3. Structure your data. This takes a bit more time, but you can use my step-by-step guide to structured data. It boils down to going to schema.org and choosing the right schema for you, then implementing it on your page. For such a simple procedure, the benefits will be enormous.

How to get a Google knowledge panel

A knowledge panel is the box on the side of a SERP page with the basic information about a business—things like founder, location, type of business. Here's what it looks like.

Zapier's knowledge panel

Compared to every other search result a user sees (except for featured snippets, which are very difficult to get) it's the biggest, most eye-grabbing feature you can come across. It's basically a huge banner ad for you on Google.

There's no single button to click to get a knowledge panel, but you can find ways to feed the search engines the information about your business.

1. Verify your social media accounts. We all know that the companies that stay in business are the ones that build a community out of their customers. Managing your social media helps with that—and it helps create a network of associations that the search engines will mine when creating your knowledge panel.

2. Use Google My Business. We'll come back to this in more detail later in the article: this is the easiest way to feed the information about your company directly to Google.

3. Get a Wikipedia/Wikidata page. Not as easy as it once was, for sure, but still completely doable even for a smaller business. It's important because Wikipedia and Wikidata are the places that Google and other search engines mine for new data about entities all the time. While it's not the only data source nowadays (even sites like Reddit get sourced for knowledge panels sometimes), it's still one of the safest bets.

How to get a Google FAQ result

FAQ Markup is part of the already-mentioned schema markup, but it needs its own place in the sun. An FAQ rich result is just what it sounds like: a list of FAQs about your business answered right there on the search page. You can see what it looks like on Google's instructions page.

The benefits of an FAQ markup are threefold:

  1. It occupies a lot of the SERP and pushes your competition down.
  2. Your result gets to cover a whole "people also ask" box worth of informational queries.
  3. It catches a searcher's attention and helps them immediately explore your offerings.

The easiest way to get this is to follow Google's own step-by-step guide. Do that, and you should see the beautiful FAQ markup within days.

Add your business to Google with Google My Business

If you're running a local business, it's kind of a different SEO game—for example, you need to track rankings locally. The biggest change, though, is that you can't do local SEO without setting up and managing your Google My Business (GMB) account.

Google My Business is a great way to feed information about your company directly to Google, but it's so much more than that. With a GMB listing, you'll get a spot on Google Maps and start appearing in Local Packs (if you're considered relevant enough for a search query).

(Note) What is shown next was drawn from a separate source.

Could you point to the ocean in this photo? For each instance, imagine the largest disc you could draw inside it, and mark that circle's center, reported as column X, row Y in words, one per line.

To get yourself on Google My Business, go to Google's GMB page, fill out the form, and then verify your business. Verification comes in different forms, but the one available to most businesses is probably verification by mail: fill out your address and wait patiently for Google to get you a postcard with the secret code.

Once you're set up, GMB has a huge selection of features. For our purposes, the most important ones are:

  1. Google Posts to let your potential clients know about special offers and news.

  2. Services (Products) editor: describe what you're selling or offering, and users will be able to see it right on the results page.

  3. Google Reviews. Google dominates the review game, which is why it's important to encourage your clients to share their opinions, and even more important to respond to their opinions in a professional and timely manner.

To be sure you don't miss any reviews, you can use Zapier to automatically notify you whenever you get a review or add all reviews to your database or to-do list.


Rich snippets will make your business seem more trustworthy and help make you a search engine's best friend. Once you've optimized for rich results, make sure you complete an SEO audit to be sure there's nothing you're missing and nothing else that needs to be fixed.